The improvement comes despite the fact that the workload has increased. Numbers from Statistics Norway (SSB) show that there are more concern cases than before and a lower percentage is rejected than before. Thus, the number of cases being processed increased from 43,700 to 47,900 in 2015 to 2016 . The proportion of cases that comply with the deadline has increased from 78 to 83 percent.

One explanation is that the number of employees in child welfare has increased, so that the municipalities in Norway spend more money and a larger proportion of the budget on child welfare. On average 3.1 per cent of municipal budgets in 2016 were spent on child welfare, up from 3.0 per cent the year before.

– At the same time, more attention has been paid to the need to strengthen child welfare, but it is still a long way to go. Exceeding the time needed for processing cases can have major consequences for children, Stokkereit says.

Get a grip

Among the 428 municipalities in the country, most of the countries have moved up or down by some per cent regarding the proportion of cases being processed within three months. Among the 52 which came out the worst in 2015, all are small or medium-sized municipalities, the vast majority have managed to improve in 2016. Some have moved in the, wrong direction. Among the 53 largest municipalities in Norway, Bodø was the worst in 2015, with only 53 percent of the cases handled on time. In 2016 they dropped to a meager 48 per cent.

– We stated that “This must be solved, find out what is the cost, invest the money”, says Mayor of Bodø, Ida Pinnerød (Labour).

The situation has been analyzed, internally redistributed and the working environment improved. So far in 2017 there is a dramatic improvement, and in June there were no breaks of the deadline.

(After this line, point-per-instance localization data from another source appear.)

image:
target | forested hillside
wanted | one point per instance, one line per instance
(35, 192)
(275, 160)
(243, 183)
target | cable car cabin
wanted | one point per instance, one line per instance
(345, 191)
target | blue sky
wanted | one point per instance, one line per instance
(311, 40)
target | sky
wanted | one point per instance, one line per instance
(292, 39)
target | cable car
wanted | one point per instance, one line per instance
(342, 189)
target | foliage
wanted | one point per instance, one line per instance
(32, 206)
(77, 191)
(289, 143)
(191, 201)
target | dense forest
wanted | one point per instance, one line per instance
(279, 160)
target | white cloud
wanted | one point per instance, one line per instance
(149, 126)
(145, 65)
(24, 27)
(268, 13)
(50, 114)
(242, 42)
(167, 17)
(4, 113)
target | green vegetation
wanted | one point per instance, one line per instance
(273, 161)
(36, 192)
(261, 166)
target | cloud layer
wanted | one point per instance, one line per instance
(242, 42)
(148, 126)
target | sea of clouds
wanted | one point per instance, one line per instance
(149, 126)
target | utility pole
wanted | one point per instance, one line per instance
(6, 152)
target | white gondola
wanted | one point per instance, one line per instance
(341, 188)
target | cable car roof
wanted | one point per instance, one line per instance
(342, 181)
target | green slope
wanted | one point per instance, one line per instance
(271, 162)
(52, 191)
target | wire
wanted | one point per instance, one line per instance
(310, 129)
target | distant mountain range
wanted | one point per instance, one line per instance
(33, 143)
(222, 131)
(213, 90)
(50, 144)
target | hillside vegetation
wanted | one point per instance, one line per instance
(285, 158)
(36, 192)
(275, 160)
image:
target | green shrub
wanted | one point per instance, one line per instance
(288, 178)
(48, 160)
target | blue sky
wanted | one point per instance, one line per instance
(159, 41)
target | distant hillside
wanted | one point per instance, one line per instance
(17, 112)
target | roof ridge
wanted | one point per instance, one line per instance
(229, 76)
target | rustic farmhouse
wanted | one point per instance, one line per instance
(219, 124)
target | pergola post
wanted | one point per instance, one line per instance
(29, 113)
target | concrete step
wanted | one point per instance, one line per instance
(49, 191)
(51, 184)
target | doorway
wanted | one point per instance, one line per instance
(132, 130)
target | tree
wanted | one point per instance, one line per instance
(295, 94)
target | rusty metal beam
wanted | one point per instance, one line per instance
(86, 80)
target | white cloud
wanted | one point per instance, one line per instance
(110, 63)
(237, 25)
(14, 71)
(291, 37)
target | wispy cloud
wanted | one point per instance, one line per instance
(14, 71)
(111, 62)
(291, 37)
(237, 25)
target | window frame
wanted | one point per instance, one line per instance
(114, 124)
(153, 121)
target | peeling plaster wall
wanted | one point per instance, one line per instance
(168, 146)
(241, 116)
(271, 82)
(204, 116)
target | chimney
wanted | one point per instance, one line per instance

– We are very proud of ourselves and the staff in the child welfare department has provided a lot of effort, but it will also require a lot to sustain the pressure, says Pinnerød.

Stokkereit hopes that municipalities like Bodø are an inspiration to others – and for themselves.

– The goal must be that everyone adheres to a basically spacious deadline. That so many fail to comply is a challenge that municipalities must take seriously. Children who do not receive care and protection at home are dependent on getting it from the society, he says.

Facts on child welfare concern cases

  • In 2016, the Norwegian Child Welfare was notified on 58,300 occations, an increase of 7.1 per cent since 2015.
  • Requests are to be reviewed within one week, and then those which are considered as substantial is to be processed within three months.
  • After the initial assessment, 18 percent of the notifications were discarded in 2016, while the same concerned 20 per cent of the cases in 2015. In the years before that, the percentage was slightly higher, at 21.
  • 47,900 cases went on to further investigation, up from 43,700 in 2015, an increase of 9.6 per cent.
  • 83 per cent of the cases met the deadline in 2016 compared to 78 per cent in 2015.
  • In 2015, 44 of 428 municipalities completed all inquiries before the deadline. By 2016, 70 municipalities were in compliance.
  • When the child welfare services carry out an investigation, information is collected, processed and evaluated concerning the child, the conditions at home and the local community. This provides the basis for whether the child welfare service will take action or not.